Todos os anos surgem novos recordes. Mais turistas. Mais dormidas. Mais receitas. Os números continuam a confirmar que Portugal é um dos destinos turísticos mais atrativos da Europa.
À primeira vista, seria natural concluir que a restauração e a hotelaria vivem um dos melhores momentos de sempre.
Mas quem está diariamente no terreno sabe que a realidade é mais complexa.
Entre cozinhas, salas, hotéis e folhas de custos, a conversa é muitas vezes diferente da que encontramos nas manchetes. As margens continuam pressionadas, contratar pessoas permanece difícil e os clientes tornaram-se muito mais exigentes na forma como escolhem onde gastar o seu dinheiro.
Não estamos perante uma crise. Mas também não estamos no mesmo mercado de há cinco anos.
Os números contam apenas parte da história
Os indicadores oficiais continuam positivos e devem ser valorizados. Portugal continua a receber mais visitantes e o turismo mantém um peso determinante na economia nacional.

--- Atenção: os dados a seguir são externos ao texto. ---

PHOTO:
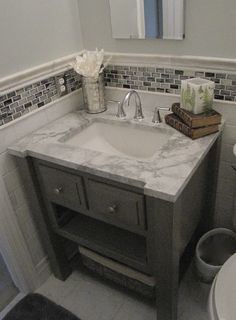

Ao mesmo tempo, existem sinais que merecem atenção.
A restauração perdeu empregabilidade no primeiro trimestre de 2025 face ao período homólogo. Apesar da desaceleração da inflação, os custos continuam significativamente acima dos níveis de há poucos anos. Paralelamente, a restauração organizada, as grandes cadeias e a oferta de refeições prontas nas grandes superfícies continuam a ganhar espaço num mercado cada vez mais competitivo.
No alojamento, apesar dos bons resultados globais, alguns mercados internacionais começaram a dar sinais de abrandamento, mostrando que o crescimento dificilmente será uniforme para todos os operadores.
Nenhum destes indicadores, isoladamente, representa um problema.
Em conjunto, revelam que o contexto está a mudar.
O cliente também mudou
Durante muito tempo bastava abrir portas numa boa localização e aproveitar o crescimento do turismo.
Hoje já não é assim.
O cliente compara preços, consulta avaliações, reserva online, procura experiências diferenciadas e tem uma oferta muito maior à sua disposição. Além disso, o consumidor português continua a sentir pressão sobre o seu poder de compra, tornando-se mais criterioso na forma como escolhe onde comer ou passar férias.
Curiosamente, menos capacidade financeira não significou necessariamente mais consumo interno. Muitos portugueses continuam a optar por viajar para o estrangeiro quando encontram uma melhor relação entre preço e experiência.
No fundo, procuram exatamente aquilo que também os turistas procuram em Portugal: valor.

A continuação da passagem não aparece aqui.